The Constitution gives states the power to conduct their own elections. States, in turn, give power to municipal and county officials to administer polling sites, manage their own machines and count ballots.

“We are not conducting one election, or even 51 elections, but something like 14,000 elections because we have all these electoral jurisdictions,” said Rick Hasen, a law professor and elections expert at the University of California, Irvine.  

State and local jurisdictions take pains to demonstrate transparency and accuracy, even before the polls open.

Most states require jurisdictions to conduct both pre- and post-election checks of voting machines, in front of the public and observers from both political parties. Most states allow observers to keep tabs on poll workers, who themselves represent both major political parties, while the polls are open and after they close. 

Every vote cast in almost every state — with the exception of certain parts of Pennsylvania — will be backed up by a paper receipt.

Once the polls close, local elections boards are typically given about a week to certify their results, a lag that allows final absentee ballots to come in and voters who cast provisional ballots to prove their identity or residency. Those boards then send their results to their state election administrator, who rechecks the numbers before issuing a final report, usually in late November or early December. In most states, the governor signs off on the final election results. 

“Each state certifies its election results and all elections in the United States, including federal elections, are administered by each of the individual states and their local jurisdictions according to state law,” said Bryan Whitener, communications director at the U.S. Election Assistance Commission in Silver Spring, Md. 

In the presidential election, the states notify the slate of electors representing the winning party. This year, those electors will meet in state capitols across the country on Dec. 19 to formally cast their ballots. States forward those ballots to Congress, which reads them aloud in a joint session — the first time any federal body gets involved in the electoral process.

Each step along the way, from local vote counting to Congress’s involvement, is open to members of the public and representatives of both political parties. 

In practice, that means there is no centralized set of election administrators who could rig results in favor of or against any particular candidate.  

“It’s all based at the local, county and state level,” said Michael Haas, who runs election administration at the Wisconsin Elections and Ethics Commission. 

Any effort to rig election results would require either tens of thousands of people working to commit voter fraud multiple times each, without being caught, or the complicity of thousands of poll workers, local and state election officials from both parties, as well as members of the media and government watchdog groups. 
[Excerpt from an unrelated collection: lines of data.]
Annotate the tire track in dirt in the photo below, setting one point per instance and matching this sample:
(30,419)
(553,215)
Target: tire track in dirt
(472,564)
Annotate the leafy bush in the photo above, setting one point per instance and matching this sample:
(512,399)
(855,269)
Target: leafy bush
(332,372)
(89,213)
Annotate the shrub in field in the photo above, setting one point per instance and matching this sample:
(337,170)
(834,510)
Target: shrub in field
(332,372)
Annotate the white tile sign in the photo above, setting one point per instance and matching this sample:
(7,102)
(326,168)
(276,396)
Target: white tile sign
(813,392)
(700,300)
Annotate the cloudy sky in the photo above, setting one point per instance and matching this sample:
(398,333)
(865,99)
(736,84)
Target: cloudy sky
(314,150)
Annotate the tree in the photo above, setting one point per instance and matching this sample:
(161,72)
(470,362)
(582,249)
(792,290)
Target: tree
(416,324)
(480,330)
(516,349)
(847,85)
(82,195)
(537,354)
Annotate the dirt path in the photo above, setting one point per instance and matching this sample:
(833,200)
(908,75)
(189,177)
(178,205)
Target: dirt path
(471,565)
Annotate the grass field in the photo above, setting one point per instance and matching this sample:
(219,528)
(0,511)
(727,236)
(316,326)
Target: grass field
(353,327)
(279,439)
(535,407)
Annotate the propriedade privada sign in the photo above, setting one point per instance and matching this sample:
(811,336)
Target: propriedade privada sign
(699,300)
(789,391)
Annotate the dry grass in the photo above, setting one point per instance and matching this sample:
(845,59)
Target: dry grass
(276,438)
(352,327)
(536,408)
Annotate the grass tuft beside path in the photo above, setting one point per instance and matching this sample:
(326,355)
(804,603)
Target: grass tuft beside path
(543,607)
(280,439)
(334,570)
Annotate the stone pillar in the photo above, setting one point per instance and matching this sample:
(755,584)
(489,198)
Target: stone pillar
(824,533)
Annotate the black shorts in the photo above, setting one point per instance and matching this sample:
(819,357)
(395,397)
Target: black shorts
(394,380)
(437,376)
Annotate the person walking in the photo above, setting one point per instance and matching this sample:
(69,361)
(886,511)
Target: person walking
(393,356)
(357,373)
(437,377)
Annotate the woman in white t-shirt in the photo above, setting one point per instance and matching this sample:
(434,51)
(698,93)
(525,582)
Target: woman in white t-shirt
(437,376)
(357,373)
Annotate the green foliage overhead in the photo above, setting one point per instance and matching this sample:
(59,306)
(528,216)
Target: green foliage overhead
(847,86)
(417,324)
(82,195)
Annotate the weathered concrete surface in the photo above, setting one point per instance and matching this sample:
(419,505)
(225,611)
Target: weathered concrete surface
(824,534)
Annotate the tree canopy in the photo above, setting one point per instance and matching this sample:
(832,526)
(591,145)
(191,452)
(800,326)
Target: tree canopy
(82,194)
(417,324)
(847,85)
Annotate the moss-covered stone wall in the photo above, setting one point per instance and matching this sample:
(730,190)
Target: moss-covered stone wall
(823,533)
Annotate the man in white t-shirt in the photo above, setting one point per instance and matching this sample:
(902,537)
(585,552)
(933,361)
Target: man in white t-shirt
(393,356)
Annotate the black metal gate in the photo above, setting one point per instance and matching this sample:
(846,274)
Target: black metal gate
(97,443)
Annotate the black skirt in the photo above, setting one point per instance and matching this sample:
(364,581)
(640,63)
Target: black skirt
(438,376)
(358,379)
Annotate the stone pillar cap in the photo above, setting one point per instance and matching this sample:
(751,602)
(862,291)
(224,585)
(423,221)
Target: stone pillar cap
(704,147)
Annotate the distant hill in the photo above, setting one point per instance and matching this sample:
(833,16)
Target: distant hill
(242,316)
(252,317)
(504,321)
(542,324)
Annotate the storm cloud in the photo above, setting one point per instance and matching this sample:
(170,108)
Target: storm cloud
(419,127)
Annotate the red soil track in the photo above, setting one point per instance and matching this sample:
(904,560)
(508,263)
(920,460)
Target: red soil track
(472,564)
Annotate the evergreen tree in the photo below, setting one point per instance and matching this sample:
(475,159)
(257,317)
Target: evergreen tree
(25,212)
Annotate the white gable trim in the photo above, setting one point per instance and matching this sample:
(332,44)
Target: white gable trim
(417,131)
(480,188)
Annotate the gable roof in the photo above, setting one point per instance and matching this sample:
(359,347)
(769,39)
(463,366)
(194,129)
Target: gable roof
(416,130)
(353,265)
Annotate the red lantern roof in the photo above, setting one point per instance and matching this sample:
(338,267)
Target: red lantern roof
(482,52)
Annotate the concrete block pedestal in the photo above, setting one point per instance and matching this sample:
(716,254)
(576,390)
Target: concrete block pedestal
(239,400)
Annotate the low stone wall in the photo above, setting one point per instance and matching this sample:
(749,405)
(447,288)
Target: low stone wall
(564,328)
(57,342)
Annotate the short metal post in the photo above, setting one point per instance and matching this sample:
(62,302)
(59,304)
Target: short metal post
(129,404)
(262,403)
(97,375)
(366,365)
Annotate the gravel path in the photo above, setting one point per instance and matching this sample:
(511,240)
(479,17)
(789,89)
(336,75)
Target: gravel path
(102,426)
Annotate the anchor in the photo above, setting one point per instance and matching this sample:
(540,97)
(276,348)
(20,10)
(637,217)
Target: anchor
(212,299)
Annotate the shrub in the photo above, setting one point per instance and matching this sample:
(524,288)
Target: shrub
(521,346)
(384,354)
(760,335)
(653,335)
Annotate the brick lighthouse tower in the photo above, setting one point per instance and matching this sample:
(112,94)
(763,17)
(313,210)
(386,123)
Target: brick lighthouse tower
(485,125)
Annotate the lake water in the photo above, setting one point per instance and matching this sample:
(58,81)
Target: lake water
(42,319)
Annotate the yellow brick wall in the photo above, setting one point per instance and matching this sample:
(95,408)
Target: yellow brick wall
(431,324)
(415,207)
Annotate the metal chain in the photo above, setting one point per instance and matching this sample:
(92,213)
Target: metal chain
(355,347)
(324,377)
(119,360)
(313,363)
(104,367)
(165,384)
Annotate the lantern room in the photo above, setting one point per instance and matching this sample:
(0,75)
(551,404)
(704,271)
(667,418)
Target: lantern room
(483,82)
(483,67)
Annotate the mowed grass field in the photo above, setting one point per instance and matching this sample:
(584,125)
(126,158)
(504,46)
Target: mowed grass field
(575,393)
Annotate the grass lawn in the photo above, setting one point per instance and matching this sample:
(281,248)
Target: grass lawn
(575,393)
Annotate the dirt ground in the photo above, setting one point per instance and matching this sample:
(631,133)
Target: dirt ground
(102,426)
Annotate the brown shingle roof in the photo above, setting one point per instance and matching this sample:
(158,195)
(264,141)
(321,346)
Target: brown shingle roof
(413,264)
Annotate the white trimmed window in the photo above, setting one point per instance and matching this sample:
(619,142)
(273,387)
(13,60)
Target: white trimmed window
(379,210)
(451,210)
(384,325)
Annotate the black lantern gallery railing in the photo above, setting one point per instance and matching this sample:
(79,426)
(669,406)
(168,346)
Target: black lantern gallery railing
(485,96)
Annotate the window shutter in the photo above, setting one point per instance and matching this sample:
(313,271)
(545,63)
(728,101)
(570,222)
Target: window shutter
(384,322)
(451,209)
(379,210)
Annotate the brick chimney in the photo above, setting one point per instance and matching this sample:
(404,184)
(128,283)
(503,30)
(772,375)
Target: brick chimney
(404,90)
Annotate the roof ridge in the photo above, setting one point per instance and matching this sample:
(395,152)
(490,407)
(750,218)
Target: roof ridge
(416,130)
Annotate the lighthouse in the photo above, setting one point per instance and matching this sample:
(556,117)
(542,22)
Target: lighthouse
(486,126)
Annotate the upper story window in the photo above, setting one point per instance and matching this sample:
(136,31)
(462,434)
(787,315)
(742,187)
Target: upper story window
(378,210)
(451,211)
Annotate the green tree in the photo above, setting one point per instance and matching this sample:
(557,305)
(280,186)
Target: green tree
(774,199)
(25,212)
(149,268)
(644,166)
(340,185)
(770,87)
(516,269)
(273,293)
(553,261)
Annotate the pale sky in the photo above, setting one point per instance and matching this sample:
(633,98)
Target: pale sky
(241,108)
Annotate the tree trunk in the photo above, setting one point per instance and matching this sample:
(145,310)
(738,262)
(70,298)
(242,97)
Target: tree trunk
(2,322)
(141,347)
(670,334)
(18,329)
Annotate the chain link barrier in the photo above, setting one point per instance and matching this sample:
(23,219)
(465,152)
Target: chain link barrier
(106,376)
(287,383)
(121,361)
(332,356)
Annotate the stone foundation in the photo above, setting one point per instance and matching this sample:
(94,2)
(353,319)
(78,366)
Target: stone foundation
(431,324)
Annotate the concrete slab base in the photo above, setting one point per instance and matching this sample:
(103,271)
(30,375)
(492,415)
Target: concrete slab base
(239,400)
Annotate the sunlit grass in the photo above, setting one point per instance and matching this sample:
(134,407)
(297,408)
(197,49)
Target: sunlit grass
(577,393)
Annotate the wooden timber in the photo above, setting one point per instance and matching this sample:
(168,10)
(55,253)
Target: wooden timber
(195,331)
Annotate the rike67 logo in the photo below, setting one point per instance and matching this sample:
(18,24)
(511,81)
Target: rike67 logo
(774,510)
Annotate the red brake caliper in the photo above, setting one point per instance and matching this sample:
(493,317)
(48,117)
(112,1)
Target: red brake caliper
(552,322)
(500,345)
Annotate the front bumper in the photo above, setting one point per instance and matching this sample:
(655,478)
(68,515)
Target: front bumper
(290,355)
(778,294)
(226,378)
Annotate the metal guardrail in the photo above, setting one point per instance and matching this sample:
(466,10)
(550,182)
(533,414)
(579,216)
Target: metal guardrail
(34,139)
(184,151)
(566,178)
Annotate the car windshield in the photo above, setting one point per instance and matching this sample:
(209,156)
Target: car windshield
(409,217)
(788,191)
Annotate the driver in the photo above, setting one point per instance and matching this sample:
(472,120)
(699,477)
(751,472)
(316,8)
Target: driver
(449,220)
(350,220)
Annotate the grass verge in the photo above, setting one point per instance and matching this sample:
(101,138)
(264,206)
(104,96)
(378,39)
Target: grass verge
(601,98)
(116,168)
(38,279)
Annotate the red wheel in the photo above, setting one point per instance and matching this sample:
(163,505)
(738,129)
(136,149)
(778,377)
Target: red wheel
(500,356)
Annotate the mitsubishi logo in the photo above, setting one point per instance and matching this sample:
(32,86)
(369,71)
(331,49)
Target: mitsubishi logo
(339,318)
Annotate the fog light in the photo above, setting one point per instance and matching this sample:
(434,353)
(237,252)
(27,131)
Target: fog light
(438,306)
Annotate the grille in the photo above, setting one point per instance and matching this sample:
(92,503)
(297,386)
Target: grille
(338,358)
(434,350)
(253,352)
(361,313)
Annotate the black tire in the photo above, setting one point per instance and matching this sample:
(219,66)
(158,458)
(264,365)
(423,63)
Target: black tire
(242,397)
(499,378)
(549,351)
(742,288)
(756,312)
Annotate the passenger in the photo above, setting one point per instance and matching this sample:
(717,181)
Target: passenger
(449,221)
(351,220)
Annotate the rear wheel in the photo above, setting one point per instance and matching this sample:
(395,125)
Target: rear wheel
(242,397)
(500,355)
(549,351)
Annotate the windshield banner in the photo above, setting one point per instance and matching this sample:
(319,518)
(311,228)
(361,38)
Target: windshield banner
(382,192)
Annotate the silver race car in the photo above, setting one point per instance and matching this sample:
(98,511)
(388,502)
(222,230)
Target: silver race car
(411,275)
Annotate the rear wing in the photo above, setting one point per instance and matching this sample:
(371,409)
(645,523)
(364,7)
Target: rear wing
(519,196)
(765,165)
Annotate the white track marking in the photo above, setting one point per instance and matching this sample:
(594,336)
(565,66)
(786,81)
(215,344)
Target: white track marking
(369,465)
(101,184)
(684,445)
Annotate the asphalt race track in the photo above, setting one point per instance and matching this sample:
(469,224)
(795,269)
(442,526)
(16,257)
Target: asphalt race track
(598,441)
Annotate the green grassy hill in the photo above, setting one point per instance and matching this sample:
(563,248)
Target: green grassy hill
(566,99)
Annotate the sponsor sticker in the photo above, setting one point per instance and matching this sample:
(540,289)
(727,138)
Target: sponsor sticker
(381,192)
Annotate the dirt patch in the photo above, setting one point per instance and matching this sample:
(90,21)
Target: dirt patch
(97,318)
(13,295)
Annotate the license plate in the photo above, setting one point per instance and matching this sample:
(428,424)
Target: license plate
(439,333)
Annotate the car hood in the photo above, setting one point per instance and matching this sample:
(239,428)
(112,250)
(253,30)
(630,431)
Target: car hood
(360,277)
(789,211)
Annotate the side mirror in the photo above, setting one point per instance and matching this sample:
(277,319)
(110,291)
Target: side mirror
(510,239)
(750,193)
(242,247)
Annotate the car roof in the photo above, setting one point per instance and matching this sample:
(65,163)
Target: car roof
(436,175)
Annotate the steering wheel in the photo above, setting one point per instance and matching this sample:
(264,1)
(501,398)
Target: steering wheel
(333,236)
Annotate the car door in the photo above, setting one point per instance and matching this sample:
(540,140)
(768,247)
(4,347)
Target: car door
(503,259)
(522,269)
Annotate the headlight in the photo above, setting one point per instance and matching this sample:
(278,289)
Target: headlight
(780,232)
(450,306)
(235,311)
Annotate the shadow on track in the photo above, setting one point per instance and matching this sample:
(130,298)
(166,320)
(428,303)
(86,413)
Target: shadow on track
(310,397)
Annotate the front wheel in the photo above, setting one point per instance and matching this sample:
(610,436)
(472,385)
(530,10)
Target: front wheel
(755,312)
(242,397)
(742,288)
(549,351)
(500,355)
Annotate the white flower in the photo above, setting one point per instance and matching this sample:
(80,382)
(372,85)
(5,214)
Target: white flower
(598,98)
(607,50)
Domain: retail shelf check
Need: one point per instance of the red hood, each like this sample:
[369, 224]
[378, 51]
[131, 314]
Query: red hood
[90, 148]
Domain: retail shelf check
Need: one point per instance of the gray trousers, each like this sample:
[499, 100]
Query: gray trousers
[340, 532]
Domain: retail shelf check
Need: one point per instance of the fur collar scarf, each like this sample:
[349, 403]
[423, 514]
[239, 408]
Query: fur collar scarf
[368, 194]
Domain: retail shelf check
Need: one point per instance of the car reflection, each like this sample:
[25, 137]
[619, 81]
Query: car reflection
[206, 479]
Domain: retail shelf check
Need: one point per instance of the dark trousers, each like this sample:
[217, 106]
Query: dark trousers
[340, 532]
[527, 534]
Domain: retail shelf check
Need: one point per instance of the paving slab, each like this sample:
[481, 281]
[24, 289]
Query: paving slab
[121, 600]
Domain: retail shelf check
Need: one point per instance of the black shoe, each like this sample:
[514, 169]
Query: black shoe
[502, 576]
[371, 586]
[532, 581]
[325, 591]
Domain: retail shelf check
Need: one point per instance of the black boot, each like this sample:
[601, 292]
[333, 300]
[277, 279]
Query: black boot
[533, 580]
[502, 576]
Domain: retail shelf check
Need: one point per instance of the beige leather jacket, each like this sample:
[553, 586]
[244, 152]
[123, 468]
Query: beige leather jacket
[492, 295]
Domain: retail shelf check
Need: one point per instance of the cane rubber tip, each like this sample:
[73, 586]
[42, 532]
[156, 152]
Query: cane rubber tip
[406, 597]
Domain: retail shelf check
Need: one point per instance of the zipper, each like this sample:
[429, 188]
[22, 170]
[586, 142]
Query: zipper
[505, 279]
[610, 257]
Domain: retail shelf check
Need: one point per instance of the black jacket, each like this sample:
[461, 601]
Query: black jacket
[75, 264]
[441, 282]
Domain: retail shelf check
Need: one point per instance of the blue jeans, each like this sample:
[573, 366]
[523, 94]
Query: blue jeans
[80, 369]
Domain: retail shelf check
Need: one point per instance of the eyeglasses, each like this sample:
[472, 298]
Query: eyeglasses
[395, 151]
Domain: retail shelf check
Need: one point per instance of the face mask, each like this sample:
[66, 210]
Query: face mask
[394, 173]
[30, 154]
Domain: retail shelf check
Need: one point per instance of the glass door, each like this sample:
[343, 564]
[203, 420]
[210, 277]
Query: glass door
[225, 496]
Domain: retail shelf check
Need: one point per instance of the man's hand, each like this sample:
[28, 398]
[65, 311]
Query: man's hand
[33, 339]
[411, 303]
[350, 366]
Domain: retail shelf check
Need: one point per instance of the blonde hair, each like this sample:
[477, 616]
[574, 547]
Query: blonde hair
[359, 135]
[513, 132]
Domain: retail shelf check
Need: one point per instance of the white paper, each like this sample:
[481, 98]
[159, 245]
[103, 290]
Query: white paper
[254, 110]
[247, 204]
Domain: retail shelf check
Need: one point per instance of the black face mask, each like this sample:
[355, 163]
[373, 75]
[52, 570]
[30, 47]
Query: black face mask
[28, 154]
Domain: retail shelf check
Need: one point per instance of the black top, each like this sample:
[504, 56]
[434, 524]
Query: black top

The Department of Justice and even the United Nations observe American elections, though neither is responsible for or able to alter vote tabulations at any stage of the process. 

In Wisconsin alone, 1,854 municipal clerks are responsible for administering local elections. Seventy-two county clerks then oversee those municipal clerks, before Haas’s team at the Elections and Ethics Commission collects the final results. 

Even before polls open, voting machines are kept under tight scrutiny. In Colorado, machines are stored behind locked doors, monitored by video surveillance and equipped with tamper-evident mechanisms.

“If you’re Tom Cruise in Ghost Protocol, I’m not saying [the machines] can’t be gotten into, but they are secure from intrusion in the very best way we know of to secure them,” Colorado Secretary of State Wayne Williams, a Republican, told The Hill in September.  

Social media has added an extra layer of scrutiny in recent years, capable of catching mistakes made by administrators across the country. In some cases, early returns will show an incorrect number of voters in a given precinct, thanks to a typo or other human error.

Eagle-eyed election analysts watching the votes roll in have spotted those anomalies in recent years, helping local election boards find and fix them — all long before counts are made official a week later. 

“I can guarantee you that there will be errors made on Election Day. There are errors made on every Election Day,” Hasen, of the University of California, Irvine, said. 

But studies have repeatedly found no evidence of widespread voter fraud, and little evidence at all of even small-scale fraud. Justin Levitt, a professor at Loyola Law School in Los Angeles who studies fraud allegations, found 31 incidents of voter fraud across the nation since 2000, out of more than 1 billion ballots cast.